Another perspectiv­e is that Liberty had done little to nothing to prepare its water system for such a calamity and that it had not done enough to ensure the delivery of safe water to its customers. Certainly, there is frustratio­n. We are one of the biggest cities in the state and have been suffering from this crisis for what a growing chorus would say is too long.

Perhaps the truth lies somewhere in between. Had the weather not been so harsh, no one would be having this conversati­on.
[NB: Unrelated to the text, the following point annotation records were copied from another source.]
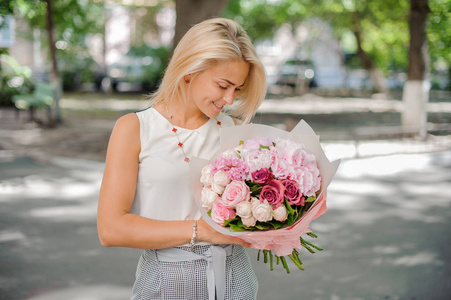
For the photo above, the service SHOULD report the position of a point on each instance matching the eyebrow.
(231, 83)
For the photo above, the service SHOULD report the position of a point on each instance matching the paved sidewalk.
(386, 234)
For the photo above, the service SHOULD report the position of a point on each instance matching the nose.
(229, 96)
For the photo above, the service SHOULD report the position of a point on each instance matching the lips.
(218, 106)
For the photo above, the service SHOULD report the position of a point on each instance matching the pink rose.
(261, 176)
(249, 222)
(219, 213)
(280, 166)
(292, 192)
(234, 193)
(262, 211)
(273, 192)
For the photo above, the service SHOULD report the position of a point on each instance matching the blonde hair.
(203, 46)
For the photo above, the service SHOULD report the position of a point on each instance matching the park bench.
(42, 97)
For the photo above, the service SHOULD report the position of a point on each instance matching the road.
(386, 234)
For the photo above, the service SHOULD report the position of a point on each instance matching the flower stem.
(296, 255)
(311, 234)
(285, 265)
(296, 262)
(305, 243)
(270, 261)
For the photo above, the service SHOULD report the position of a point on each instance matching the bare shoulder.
(128, 121)
(126, 131)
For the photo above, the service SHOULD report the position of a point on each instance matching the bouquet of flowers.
(266, 188)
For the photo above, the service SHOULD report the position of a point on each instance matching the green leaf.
(234, 227)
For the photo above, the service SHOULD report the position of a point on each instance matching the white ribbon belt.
(216, 263)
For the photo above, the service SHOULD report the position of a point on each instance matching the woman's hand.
(205, 233)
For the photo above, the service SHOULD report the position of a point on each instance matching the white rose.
(244, 209)
(221, 178)
(262, 212)
(219, 189)
(249, 222)
(208, 197)
(254, 202)
(206, 177)
(280, 213)
(229, 153)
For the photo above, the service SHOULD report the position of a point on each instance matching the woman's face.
(217, 86)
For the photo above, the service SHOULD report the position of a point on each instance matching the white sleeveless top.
(163, 190)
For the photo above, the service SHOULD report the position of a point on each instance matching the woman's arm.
(115, 224)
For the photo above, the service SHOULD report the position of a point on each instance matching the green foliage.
(14, 79)
(439, 33)
(383, 25)
(74, 21)
(261, 19)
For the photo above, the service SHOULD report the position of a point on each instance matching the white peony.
(221, 178)
(208, 197)
(280, 213)
(206, 177)
(244, 209)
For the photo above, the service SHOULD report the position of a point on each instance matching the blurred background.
(372, 77)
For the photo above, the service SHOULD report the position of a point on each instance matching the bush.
(14, 80)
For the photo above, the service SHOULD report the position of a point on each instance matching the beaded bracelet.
(193, 238)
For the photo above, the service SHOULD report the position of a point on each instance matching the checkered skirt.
(156, 279)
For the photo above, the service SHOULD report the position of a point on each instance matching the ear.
(187, 78)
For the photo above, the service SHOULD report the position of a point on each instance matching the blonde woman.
(145, 200)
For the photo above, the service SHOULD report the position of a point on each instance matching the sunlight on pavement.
(98, 292)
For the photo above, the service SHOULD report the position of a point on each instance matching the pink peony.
(235, 168)
(292, 192)
(256, 159)
(220, 213)
(261, 176)
(281, 167)
(234, 193)
(273, 192)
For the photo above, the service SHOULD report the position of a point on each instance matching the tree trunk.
(191, 12)
(55, 80)
(416, 89)
(376, 75)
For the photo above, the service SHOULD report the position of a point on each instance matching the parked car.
(140, 70)
(297, 74)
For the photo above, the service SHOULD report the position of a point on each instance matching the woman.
(145, 200)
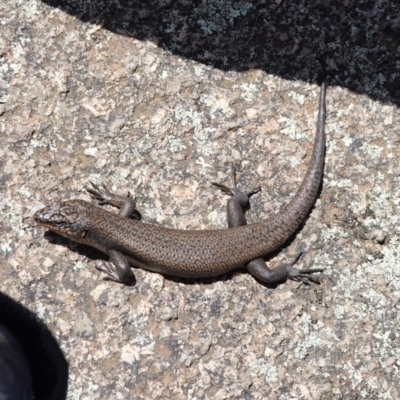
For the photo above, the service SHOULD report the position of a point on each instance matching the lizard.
(191, 253)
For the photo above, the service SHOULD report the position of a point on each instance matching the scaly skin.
(187, 253)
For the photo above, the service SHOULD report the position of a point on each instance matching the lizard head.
(68, 218)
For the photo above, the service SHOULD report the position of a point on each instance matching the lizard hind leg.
(259, 269)
(238, 204)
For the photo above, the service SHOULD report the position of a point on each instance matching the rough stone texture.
(79, 101)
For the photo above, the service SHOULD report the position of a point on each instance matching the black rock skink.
(190, 253)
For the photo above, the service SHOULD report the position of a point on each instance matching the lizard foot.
(301, 275)
(234, 191)
(114, 273)
(103, 195)
(259, 269)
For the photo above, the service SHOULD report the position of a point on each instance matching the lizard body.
(190, 253)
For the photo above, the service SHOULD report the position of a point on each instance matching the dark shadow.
(358, 40)
(47, 364)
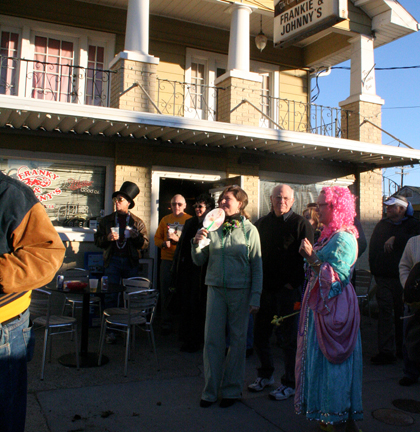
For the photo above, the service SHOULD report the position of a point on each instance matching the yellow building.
(175, 96)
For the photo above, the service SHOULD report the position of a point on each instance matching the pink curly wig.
(343, 204)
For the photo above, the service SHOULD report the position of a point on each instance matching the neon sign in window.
(71, 194)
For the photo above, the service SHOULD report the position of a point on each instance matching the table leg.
(86, 358)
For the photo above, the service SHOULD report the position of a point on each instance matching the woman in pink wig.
(329, 355)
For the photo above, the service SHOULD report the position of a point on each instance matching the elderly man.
(386, 247)
(31, 252)
(281, 233)
(166, 238)
(409, 259)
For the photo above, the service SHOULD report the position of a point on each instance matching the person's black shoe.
(165, 331)
(226, 403)
(190, 348)
(205, 404)
(383, 359)
(407, 381)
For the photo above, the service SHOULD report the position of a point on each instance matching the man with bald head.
(166, 238)
(281, 232)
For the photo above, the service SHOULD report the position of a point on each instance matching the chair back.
(134, 283)
(363, 283)
(40, 305)
(142, 303)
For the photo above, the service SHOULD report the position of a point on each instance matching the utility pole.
(402, 176)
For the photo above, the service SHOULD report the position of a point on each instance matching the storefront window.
(72, 195)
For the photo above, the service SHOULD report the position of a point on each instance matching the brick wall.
(236, 90)
(129, 72)
(370, 194)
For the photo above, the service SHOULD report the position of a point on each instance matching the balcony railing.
(63, 82)
(76, 84)
(306, 117)
(187, 100)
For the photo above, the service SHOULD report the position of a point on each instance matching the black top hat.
(129, 190)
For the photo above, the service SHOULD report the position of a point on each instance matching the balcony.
(54, 81)
(83, 85)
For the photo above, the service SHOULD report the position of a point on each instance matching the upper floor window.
(201, 70)
(54, 63)
(8, 62)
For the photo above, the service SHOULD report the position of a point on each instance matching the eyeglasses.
(321, 205)
(282, 198)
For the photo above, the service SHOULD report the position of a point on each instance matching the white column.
(137, 29)
(362, 76)
(136, 45)
(239, 38)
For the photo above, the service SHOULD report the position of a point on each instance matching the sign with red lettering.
(38, 180)
(295, 20)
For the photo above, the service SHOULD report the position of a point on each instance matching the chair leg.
(152, 337)
(76, 346)
(127, 351)
(44, 354)
(102, 330)
(102, 340)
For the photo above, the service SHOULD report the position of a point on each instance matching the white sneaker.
(260, 383)
(281, 393)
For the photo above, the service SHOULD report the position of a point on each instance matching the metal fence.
(63, 82)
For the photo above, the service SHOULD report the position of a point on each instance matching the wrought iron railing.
(70, 83)
(63, 82)
(187, 100)
(306, 117)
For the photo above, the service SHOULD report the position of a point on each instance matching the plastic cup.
(115, 230)
(93, 284)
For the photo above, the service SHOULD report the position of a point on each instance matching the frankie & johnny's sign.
(295, 20)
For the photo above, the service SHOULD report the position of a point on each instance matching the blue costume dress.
(329, 363)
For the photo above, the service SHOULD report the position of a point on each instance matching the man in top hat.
(386, 247)
(121, 245)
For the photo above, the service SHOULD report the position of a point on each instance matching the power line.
(388, 68)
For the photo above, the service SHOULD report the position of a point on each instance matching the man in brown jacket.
(31, 252)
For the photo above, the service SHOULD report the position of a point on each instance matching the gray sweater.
(233, 266)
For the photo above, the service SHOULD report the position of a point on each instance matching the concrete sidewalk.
(101, 399)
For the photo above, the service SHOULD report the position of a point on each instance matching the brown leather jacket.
(134, 244)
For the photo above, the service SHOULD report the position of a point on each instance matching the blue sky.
(399, 88)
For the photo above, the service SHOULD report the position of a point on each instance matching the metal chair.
(132, 284)
(75, 301)
(40, 309)
(362, 287)
(140, 311)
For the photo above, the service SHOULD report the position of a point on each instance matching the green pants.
(225, 307)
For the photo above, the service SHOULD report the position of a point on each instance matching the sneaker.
(407, 381)
(110, 338)
(281, 393)
(260, 384)
(383, 359)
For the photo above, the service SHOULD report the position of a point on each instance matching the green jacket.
(236, 265)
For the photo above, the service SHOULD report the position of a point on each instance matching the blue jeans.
(119, 268)
(16, 349)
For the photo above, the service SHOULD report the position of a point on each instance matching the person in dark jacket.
(31, 252)
(281, 233)
(122, 235)
(386, 247)
(188, 279)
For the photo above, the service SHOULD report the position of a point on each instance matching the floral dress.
(329, 355)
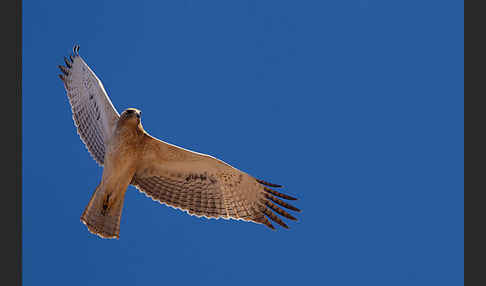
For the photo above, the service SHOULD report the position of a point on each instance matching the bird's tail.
(103, 214)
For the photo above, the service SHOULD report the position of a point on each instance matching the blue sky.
(356, 107)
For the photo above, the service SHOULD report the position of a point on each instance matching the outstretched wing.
(205, 186)
(93, 113)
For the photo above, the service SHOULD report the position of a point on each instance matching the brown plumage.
(193, 182)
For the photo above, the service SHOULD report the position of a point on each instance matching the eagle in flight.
(193, 182)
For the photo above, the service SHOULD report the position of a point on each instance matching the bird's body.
(196, 183)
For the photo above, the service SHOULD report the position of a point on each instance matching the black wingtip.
(68, 63)
(76, 50)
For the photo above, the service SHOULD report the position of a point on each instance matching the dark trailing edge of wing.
(268, 184)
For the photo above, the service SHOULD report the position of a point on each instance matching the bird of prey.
(193, 182)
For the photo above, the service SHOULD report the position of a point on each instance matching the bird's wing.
(205, 186)
(93, 113)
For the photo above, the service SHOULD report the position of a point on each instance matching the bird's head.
(131, 115)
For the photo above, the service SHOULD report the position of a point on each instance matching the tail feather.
(102, 215)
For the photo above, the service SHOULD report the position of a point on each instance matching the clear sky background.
(356, 107)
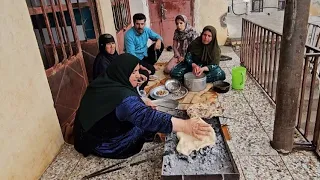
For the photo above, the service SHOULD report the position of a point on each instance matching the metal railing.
(260, 53)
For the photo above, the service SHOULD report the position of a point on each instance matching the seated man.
(135, 42)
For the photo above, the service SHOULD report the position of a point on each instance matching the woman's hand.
(144, 68)
(193, 127)
(179, 59)
(142, 79)
(195, 69)
(200, 71)
(149, 103)
(157, 45)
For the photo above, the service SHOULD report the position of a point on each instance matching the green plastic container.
(238, 77)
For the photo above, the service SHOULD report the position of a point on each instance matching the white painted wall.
(209, 12)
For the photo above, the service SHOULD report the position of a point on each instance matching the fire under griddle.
(215, 162)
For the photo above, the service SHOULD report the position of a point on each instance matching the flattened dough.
(188, 143)
(204, 110)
To that end, we are encouraged that other state agencies will be looking into Liberty and the city’s water system problems. Attorney General Leslie Rutledge announced that her office will open an investigat­ion into the situation, and the state Public Service Commission is looking into the problems as well.

There will certainly be time enough to get to the bottom of what happened. For now, numerous agencies and entities are working handin-hand to put matters right in a way that makes us proud to be from these parts.

As County Judge Gerald Robinson put it when talking to a Liberty executive, everyone is working together to help the cause and to ease the suffering of those who are trying to operate with little to no water, but don’t be offended that we are also looking into whether Liberty fell short in its obligation to the public. That’s exactly how it should be.